Mit einem starken Plädoyer für gesellschaftliche Reflexion eröffnete «Die Krume Brot» – das sozialkritische Stück nach Lukas Bärfuss – die diesjährige SÉLECTION im Theater Casino Zug. Die ausgewählte Produktion des Theater Basel markierte den Auftakt der Zentralschweizer Ausgabe des Schweizer Theatertreffens und lenkte den Fokus auf das Motto des Begleitprogramms «Kunst + Widerstand».
Was kann Kunst dem aktuellen Weltgeschehen entgegensetzen?
Das Schweizer Theatertreffen präsentierte nicht nur ausgewählte Schweizer Theaterproduktionen, sondern lud auch zu einer lebhaften Diskussion ein.
Die Krume Brot
Emma gehört zu den Privilegierten. Sie ist erfolgreich, hat einen netten Partner, mit dem sie das Leben der Reichen und Schönen lebt – double income, no children.
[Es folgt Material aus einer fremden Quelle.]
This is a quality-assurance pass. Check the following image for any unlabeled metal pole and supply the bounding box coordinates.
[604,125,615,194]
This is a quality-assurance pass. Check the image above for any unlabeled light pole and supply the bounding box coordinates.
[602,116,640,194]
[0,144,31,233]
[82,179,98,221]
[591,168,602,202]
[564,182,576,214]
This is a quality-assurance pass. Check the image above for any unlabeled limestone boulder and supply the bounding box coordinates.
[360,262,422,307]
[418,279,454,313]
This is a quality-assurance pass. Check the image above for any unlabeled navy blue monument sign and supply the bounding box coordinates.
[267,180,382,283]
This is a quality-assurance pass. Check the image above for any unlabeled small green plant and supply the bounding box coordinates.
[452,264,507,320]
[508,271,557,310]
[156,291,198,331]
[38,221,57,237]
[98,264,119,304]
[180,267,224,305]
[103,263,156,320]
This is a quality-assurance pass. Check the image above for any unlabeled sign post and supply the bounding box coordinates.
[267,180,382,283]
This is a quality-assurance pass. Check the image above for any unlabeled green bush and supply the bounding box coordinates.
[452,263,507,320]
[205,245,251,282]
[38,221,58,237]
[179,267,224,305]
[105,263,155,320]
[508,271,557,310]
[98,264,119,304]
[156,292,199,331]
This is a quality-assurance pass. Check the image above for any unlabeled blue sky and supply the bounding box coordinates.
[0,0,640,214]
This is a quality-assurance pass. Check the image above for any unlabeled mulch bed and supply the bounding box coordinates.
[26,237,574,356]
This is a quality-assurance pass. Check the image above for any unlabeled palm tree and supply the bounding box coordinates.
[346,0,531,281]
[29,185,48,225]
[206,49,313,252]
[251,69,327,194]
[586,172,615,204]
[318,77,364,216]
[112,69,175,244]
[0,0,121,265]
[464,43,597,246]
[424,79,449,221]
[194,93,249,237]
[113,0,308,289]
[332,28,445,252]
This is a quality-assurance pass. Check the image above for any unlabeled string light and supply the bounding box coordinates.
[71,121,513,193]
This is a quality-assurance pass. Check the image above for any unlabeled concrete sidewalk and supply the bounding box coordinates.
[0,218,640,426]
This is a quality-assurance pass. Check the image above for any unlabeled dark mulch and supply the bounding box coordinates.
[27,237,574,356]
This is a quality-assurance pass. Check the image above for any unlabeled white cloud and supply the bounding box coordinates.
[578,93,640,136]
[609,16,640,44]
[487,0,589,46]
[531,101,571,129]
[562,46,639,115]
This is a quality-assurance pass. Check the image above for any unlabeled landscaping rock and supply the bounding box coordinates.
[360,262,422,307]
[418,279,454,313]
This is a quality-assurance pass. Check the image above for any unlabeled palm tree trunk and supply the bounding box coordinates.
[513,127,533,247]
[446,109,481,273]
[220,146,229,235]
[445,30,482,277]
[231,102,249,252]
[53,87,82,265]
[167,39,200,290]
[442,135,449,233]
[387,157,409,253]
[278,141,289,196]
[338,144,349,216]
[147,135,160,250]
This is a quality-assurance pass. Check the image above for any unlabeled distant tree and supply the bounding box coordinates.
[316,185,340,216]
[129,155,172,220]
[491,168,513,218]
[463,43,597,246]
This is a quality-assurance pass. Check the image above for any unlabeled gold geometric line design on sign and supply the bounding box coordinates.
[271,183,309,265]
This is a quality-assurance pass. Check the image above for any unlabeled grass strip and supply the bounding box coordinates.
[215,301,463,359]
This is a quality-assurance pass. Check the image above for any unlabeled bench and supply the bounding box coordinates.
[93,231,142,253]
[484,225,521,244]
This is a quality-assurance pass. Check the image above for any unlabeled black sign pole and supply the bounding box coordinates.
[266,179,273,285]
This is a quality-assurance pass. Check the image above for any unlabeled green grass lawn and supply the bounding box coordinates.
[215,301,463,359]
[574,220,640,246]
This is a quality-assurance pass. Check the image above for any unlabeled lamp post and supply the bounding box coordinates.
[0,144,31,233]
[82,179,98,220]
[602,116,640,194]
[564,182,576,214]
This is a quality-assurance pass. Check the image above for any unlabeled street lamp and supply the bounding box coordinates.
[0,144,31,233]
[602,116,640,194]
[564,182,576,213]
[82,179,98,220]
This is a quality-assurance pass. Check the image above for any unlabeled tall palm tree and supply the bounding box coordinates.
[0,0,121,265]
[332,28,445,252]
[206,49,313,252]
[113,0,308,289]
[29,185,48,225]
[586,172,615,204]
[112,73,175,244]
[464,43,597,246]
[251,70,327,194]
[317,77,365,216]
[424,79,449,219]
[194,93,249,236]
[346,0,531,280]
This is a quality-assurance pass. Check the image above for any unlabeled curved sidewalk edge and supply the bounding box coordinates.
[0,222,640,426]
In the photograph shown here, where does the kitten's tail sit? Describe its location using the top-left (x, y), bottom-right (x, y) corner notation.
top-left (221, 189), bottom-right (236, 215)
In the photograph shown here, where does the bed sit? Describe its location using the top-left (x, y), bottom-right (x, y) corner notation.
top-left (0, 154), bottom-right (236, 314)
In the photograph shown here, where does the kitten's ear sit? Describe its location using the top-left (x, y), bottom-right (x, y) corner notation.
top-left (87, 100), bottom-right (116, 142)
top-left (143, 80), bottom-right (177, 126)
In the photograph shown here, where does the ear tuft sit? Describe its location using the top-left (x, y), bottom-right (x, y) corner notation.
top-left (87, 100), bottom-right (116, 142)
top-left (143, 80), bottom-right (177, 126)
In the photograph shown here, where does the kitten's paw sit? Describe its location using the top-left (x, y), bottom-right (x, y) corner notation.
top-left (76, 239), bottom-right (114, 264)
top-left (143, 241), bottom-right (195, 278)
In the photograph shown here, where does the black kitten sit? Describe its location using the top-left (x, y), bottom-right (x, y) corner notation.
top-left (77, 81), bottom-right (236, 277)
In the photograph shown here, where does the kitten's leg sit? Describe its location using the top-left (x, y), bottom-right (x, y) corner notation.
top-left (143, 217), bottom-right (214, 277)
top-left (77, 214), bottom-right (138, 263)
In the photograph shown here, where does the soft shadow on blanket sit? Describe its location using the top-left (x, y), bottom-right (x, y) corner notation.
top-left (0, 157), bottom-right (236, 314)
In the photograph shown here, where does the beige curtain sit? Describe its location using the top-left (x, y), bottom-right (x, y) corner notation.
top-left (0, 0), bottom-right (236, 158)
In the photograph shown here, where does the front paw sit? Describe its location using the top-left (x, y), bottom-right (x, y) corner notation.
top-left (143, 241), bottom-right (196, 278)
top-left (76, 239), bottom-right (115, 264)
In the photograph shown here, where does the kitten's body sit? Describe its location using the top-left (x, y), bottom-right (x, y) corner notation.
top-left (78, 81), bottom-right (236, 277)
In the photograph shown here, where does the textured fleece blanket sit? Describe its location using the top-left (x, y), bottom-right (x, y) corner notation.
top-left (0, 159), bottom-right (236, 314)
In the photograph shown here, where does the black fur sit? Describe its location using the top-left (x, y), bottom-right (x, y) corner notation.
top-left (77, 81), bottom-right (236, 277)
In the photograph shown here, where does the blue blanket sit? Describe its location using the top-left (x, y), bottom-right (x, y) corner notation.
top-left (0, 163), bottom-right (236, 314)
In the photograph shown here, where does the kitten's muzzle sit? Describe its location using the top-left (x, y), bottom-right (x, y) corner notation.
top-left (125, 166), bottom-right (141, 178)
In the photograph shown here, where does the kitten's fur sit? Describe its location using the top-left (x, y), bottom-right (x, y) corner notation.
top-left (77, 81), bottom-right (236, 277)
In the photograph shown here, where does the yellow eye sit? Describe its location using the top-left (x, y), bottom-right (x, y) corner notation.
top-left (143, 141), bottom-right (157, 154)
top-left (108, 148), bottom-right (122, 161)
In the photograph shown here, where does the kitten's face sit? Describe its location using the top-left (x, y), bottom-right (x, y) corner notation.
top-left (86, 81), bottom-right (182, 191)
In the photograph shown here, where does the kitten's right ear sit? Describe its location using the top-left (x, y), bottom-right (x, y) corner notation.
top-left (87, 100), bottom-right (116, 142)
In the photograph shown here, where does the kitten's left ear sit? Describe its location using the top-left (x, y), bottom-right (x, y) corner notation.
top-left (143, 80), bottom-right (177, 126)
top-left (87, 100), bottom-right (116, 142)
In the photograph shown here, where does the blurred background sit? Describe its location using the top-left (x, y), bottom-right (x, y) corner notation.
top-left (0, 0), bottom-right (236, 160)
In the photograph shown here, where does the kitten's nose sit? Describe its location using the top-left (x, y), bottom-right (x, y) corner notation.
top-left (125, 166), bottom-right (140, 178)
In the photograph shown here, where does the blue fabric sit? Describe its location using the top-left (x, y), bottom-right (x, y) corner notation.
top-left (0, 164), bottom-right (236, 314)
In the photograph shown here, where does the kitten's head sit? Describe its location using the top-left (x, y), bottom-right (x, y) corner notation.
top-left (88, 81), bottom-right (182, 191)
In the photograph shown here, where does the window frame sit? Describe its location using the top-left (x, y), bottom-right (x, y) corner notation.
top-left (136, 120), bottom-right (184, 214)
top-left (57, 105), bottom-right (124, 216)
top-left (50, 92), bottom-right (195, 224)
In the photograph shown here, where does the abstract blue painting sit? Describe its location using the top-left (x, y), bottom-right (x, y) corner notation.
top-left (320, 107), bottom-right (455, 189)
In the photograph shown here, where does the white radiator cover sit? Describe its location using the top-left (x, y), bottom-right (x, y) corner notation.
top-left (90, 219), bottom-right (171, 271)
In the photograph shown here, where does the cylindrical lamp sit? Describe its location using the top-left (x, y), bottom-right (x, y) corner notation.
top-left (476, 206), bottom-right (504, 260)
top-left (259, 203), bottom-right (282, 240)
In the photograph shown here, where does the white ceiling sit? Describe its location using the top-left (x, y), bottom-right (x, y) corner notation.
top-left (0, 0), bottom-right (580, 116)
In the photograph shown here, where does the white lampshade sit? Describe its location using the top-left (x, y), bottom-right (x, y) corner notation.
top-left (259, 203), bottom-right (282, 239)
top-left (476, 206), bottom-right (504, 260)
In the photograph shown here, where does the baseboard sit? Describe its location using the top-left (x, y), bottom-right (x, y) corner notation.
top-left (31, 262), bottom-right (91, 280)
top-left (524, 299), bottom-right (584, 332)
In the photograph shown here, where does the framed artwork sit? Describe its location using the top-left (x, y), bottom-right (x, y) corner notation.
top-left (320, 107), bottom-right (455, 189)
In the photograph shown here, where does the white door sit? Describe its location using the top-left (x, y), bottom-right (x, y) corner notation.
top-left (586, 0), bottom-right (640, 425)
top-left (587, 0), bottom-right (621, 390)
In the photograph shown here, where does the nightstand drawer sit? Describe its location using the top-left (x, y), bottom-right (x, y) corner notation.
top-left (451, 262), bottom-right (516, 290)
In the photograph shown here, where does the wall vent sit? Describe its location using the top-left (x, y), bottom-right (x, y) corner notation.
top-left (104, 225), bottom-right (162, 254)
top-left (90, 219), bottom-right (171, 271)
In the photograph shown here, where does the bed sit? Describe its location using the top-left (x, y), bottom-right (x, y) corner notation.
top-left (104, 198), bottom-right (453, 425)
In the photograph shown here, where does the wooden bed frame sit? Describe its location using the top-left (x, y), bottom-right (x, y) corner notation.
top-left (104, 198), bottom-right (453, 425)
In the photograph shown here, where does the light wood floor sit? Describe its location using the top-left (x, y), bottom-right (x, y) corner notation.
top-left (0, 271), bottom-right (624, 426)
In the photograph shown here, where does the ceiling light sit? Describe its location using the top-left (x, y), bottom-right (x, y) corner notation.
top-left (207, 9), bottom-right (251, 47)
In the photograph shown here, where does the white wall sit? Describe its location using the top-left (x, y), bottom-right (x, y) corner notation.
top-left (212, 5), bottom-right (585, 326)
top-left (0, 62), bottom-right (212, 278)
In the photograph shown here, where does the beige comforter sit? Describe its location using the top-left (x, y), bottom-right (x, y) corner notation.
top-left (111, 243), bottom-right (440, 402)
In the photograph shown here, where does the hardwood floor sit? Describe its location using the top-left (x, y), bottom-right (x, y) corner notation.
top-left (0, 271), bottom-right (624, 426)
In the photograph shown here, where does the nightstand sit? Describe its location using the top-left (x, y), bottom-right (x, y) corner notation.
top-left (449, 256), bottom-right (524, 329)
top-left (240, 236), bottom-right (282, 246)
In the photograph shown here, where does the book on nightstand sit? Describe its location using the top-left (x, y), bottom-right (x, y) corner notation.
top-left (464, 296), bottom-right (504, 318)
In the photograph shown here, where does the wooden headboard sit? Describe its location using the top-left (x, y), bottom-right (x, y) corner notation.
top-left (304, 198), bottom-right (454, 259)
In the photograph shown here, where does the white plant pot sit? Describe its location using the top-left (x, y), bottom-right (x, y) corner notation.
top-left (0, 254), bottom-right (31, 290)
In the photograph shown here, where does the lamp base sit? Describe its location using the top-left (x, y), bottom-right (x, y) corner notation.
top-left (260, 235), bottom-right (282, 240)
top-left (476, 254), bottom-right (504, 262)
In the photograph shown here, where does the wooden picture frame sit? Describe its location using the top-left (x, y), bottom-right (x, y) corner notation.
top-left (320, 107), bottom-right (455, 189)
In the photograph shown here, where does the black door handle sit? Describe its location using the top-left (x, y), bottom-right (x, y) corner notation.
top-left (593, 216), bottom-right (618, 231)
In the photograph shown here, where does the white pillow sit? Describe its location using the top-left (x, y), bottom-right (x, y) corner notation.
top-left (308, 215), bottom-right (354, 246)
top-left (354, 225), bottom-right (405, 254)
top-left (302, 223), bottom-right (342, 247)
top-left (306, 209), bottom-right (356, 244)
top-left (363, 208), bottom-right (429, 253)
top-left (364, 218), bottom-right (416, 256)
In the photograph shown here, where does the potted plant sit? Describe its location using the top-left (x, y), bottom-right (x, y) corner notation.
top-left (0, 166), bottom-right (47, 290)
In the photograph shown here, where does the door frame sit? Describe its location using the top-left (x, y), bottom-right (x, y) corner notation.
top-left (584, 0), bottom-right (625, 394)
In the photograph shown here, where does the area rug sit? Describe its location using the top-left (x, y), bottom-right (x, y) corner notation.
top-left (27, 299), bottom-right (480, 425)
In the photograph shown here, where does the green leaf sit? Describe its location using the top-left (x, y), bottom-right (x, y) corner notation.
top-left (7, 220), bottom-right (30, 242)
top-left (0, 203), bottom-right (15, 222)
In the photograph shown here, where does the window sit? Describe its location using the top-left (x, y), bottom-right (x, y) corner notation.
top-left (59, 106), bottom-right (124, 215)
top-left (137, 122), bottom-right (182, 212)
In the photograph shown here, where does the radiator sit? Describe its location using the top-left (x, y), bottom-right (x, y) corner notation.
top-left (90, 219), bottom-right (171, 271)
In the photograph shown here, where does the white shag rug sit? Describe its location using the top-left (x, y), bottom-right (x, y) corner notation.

Sie wohnen in der Schweiz, genauer in Zürich, «dieser Herzkammer des Kapitalismus». Warum also sollte sich Emma ihrer Vergangenheit stellen, sich fragen, weshalb sie bei Adoptiveltern aufgewachsen ist, und warum ihre Mutter sie aufgegeben hat und dann für immer verschwunden ist. Aber sie hat Alpträume: Ungelöstes, Unverarbeitetes, Verdrängtes scheint in ihr zu rumoren. Und so gibt sie, zuerst nur widerwillig, den Stimmen nach, die sie drängen, sich auf eine Spurensuche zu begeben. Zurück in ihre Kindheit und darüber hinaus. Mitsamt seiner Protagonistin Emma, dargestellt von der wunderbar wandelbaren Gina Haller, versinkt das Stück, versinken wir in eine andere Zeit – eine deutlich härtere, kältere, ärmere. Wir tauchen ab in eine Schweiz, die wir – genau wie Emma – gern vergessen und verdrängen würden, weil sie abweisend, patriarchal, bünzlig, selbstgefällig und fremdenfeindlich ist. Und wir ahnen, dass, das, was uns da begegnet, gar nicht in erster Linie Vergangenheit ist, sondern einfach nur die Kehrseite des Wohlstands. Das, was darunterliegt unter dem freundlichen, glänzenden Erscheinungsbild.
Podium: Reichtum und Verantwortung
Sich in der Welt zu verorten und zu positionieren, ist gerade nicht leicht. Festhalten oder stehenbleiben, im Sinne von standhaft sein, scheint wenig sinnvoll, wenn politische und wirtschaftliche Ordnungen sich über Nacht verschieben. Doch wie bleiben wir weich in der Hüfte, ohne zynisch oder fatalistisch zu werden, ohne unsere Werte aufzugeben? Wie können wir Verantwortung übernehmen für unsere Gegenwart? Am zentralen Zuger Podium nehmen sich die Organisator:innen vor, diesen Moment der Überforderung als Chance zu begreifen, neu zu denken. Anstatt in alte Gewissheiten oder politische Lager zu flüchten, die sowieso schon seit Längerem reparaturbedürftig sind, wollen sie sich darüber unterhalten, was gute, produktive und neue Denkansätze sein könnten, um eine demokratische Zukunft resilient zu gestalten. In seiner Keynote, welche die Basis für die Podiumsdiskussion legt, spricht Lukas Bärfuss über Geld, Migration, schweizerische Zwangsarbeiterinnen und Obdachlosigkeit.